"He shall be treated with the greatest consideration," said Jerry, and thereafter, no further adventure befalling them, they reached Ardsley, where their arrival occasioned the greatest excitement.
CHAPTER XIV A MEETING OF OLD FRIENDS
Habersham's men had proved exceedingly timid when it came to the business of threshing the woods for Appleweight, whom they regarded with a new awe, now that he had vanished so mysteriously. They had searched the woods guardedly, but the narrow paths that led away into the dim fastnesses of Ardsley were forbidding, and these men were not without their superstitions. They had awaited for years an opportunity to strike at the Appleweight faction; they had at last taken their shot, and had seemingly brought down their bird; but their lack of spirit in retrieving the game had been their undoing. They had only aroused their most formidable enemy, who would undoubtedly lose no time in seeking revenge. They were a dolorous band who, after warily beating the woods, dispersed in the small hours of the morning, having found nothing but Appleweight's wool hat, which only added to their mystification.
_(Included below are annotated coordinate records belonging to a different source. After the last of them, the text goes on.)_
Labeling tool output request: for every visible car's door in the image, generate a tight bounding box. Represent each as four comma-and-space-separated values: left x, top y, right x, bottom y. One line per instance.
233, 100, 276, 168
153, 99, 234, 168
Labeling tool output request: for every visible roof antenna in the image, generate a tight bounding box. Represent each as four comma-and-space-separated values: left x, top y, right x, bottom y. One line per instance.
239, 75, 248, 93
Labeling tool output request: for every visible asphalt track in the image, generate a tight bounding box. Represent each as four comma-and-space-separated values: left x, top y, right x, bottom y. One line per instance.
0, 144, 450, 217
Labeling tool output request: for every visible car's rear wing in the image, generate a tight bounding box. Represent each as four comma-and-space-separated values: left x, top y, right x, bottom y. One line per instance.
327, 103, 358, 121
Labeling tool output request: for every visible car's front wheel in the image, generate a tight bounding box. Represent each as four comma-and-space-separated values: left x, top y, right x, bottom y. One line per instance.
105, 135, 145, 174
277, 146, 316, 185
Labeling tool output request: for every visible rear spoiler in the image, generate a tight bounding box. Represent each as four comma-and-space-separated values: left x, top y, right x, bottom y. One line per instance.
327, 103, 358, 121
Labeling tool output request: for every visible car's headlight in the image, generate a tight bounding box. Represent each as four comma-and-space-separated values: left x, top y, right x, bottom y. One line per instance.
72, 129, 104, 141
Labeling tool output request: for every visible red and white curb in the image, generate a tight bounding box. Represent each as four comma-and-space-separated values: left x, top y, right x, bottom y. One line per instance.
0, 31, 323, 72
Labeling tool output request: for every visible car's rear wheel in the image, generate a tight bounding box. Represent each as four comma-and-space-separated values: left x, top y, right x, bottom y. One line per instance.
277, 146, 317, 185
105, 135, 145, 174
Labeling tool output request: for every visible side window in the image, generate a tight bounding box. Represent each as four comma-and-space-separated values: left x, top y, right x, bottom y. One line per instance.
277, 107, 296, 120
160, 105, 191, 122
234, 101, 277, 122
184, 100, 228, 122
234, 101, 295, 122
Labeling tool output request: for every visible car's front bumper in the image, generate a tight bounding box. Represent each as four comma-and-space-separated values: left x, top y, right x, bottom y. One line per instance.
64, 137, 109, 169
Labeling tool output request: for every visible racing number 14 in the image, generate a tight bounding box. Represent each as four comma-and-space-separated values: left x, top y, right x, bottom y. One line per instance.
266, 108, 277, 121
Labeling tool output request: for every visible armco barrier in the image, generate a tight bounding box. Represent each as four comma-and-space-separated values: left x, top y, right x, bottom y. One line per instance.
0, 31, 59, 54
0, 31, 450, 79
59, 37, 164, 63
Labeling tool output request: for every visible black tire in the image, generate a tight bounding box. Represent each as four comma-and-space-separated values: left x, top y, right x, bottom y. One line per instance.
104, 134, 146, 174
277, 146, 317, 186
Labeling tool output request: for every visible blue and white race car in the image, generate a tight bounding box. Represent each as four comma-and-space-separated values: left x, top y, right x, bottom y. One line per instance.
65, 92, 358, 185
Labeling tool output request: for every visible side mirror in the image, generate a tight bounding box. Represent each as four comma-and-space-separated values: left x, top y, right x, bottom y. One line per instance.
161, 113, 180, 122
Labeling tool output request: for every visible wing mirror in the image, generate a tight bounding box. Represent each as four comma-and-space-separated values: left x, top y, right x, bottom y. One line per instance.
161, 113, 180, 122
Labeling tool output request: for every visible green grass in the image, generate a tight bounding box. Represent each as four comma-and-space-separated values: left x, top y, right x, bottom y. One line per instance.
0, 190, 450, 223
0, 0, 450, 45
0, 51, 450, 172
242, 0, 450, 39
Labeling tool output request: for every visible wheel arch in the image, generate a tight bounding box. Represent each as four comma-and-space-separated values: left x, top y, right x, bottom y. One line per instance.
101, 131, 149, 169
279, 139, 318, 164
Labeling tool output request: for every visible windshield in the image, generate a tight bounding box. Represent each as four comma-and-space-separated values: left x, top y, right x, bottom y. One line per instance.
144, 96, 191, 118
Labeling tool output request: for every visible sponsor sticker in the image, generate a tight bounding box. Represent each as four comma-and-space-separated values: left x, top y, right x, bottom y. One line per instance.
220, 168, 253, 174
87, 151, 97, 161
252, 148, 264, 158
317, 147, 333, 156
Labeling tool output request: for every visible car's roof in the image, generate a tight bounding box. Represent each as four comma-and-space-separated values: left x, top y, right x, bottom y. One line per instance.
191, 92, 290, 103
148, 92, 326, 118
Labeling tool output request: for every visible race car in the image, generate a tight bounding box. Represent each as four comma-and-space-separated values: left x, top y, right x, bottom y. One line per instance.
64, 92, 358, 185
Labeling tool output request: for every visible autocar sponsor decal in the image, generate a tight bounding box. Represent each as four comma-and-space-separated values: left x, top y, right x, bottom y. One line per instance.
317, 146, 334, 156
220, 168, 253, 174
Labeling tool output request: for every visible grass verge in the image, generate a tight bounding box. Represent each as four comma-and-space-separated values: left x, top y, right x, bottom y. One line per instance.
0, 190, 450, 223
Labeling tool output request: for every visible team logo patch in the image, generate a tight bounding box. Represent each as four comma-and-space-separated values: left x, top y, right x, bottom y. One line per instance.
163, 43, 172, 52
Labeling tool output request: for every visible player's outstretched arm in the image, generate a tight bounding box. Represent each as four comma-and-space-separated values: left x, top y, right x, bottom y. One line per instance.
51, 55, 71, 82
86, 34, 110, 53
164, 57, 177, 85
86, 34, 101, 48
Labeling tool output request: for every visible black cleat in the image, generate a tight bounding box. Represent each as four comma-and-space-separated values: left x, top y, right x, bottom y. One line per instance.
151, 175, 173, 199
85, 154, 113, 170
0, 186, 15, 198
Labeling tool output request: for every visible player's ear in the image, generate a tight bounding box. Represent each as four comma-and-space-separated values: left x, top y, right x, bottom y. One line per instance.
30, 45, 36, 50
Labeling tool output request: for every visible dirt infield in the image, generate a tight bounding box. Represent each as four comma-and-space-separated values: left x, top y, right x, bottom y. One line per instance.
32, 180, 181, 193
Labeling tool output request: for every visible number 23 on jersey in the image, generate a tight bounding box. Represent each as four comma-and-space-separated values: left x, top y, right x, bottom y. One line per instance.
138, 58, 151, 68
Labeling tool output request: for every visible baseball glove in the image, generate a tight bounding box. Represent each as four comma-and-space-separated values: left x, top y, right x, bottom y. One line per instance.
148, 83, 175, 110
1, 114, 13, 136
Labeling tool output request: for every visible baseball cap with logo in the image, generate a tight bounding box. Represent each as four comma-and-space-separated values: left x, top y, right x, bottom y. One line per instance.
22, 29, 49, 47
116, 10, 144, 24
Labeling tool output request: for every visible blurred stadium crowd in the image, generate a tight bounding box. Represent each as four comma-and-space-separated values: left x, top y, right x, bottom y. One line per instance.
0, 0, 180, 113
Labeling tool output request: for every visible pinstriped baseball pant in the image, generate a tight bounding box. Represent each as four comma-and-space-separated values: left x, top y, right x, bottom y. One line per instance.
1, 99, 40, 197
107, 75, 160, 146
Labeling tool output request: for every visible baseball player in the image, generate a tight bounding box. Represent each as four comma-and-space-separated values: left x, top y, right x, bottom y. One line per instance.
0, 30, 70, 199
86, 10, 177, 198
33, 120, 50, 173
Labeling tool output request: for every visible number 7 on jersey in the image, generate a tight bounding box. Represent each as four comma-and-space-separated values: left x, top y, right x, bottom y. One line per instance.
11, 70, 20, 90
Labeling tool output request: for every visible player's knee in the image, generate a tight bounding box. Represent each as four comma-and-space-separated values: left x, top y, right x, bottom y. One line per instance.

"We ought to have taken him away on the run," said Habersham bitterly, as he and Griswold discussed the matter on the veranda of the prosecutor's house and watched the coming of the dawn. "I didn't realize that those fellows lived in such mortal terror of the old man; but they refused to make off with him until the last of his friends had got well out of the way. I ought to have had more sense myself than to have expected the old fox to sit tied up like a calf ready for market. We had all his friends accounted for—those that weren't at prayer meeting were marked down somewhere else, and we had a line flung pretty well round the church. Appleweight's deliverance must have come from somewhere inside the Ardmore property. Perhaps the game warden picked him up."
"Perhaps the Indians captured him," suggested Griswold, yawning, "or maybe some Martian came down on a parachute and hauled him up. Or, as scarlet fever is raging at Mr. Ardmore's castle,"—and his tone was icy—"Appleweight was probably seized all of a sudden, and broke away in his delirium. Let's go to bed."
At eight o'clock he and Habersham rode into Turner Court House, and Griswold went at once to the inn to change his clothes. No further steps could be taken until some definite report was received as to Appleweight's whereabouts. The men who had attempted the outlaw's capture had returned to their farms, and were most demurely cultivating the soil. Griswold was thoroughly disgusted at the ridiculous failure of Habersham's plans, and not less severe upon himself for failing to push matters to a conclusion the moment the outlaw was caught, instead of hanging back to await the safe dispersion of the Mount Nebo congregation.
It had been the most puerile transaction possible, and he was aware that a report of it, which he must wire at once to Miss Barbara Osborne, would not impress that young woman with his capacity or trustworthiness in difficult occasions. The iron that had already entered into his soul drove deeper. He had ordered a fresh horse, and was resolved to return to Mount Nebo Church for a personal study of the ground in broad daylight.
As he crossed the musty parlor of the little hotel, to his great astonishment Miss Osborne's black Phœbe, stationed where her eyes ranged the whole lower floor of the inn, drew attention to herself in an elaborate courtesy.